We have discussed the issue here quite a bit, and elsewhere in each of our lives much much more. Abortion is a hard and emotional issue for everyone involved. Those who honestly believe that sperm + egg = person are not acting out of ill will but expressing an honest concern. They just do not often live in the real world when they take this belief and try to make it law.
The Colorado law implicitly designates a fertilized egg as a human being. That every fertilized egg that fails to implant in the uterus wall is legally, morally and ethically equivalent to a person with family and friends being hit by a bus in the prime of life.

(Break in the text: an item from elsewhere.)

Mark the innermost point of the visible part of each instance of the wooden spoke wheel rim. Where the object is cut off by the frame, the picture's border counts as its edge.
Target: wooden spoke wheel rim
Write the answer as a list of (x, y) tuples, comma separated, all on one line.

That the 1/3 of fertilized eggs that fail to become viable in the first trimester are each precisely the same as a ten-year-old child dying of leukemia.
It means that taking birth control pills that prevent implantation of a fertilized egg is the legal, moral and ethical equivalent of planning and carrying out an execution of someone’s father, brother, mother, sister. That inserting an IUD is the same as placing a bomb under a car.
I know and love some people who hold these views, but this is not a world we can all live in. It is not a world that can be legislated.
As I have said before, I do not know how we ever resolve this issue. Even removing the paleolithic superstitions (excuse me: “respected systems of Faith”), the moment of personhood remains an important and perhaps scientifically irresolvable topic.
However we work through this issue, replacing sentient consideration with the serotonin-induced hallucinations of mystic shamans is not the way. America is – by definition – a place where I do not have to be driven by the invisible people others believe are whispering in their ears. If we want to debate and even legislate the Moment of Personhood we have to demand that the opinions of magic trees, invisible deities and sacred stones are not taken into consideration.
This is complicated enough to figure out, already.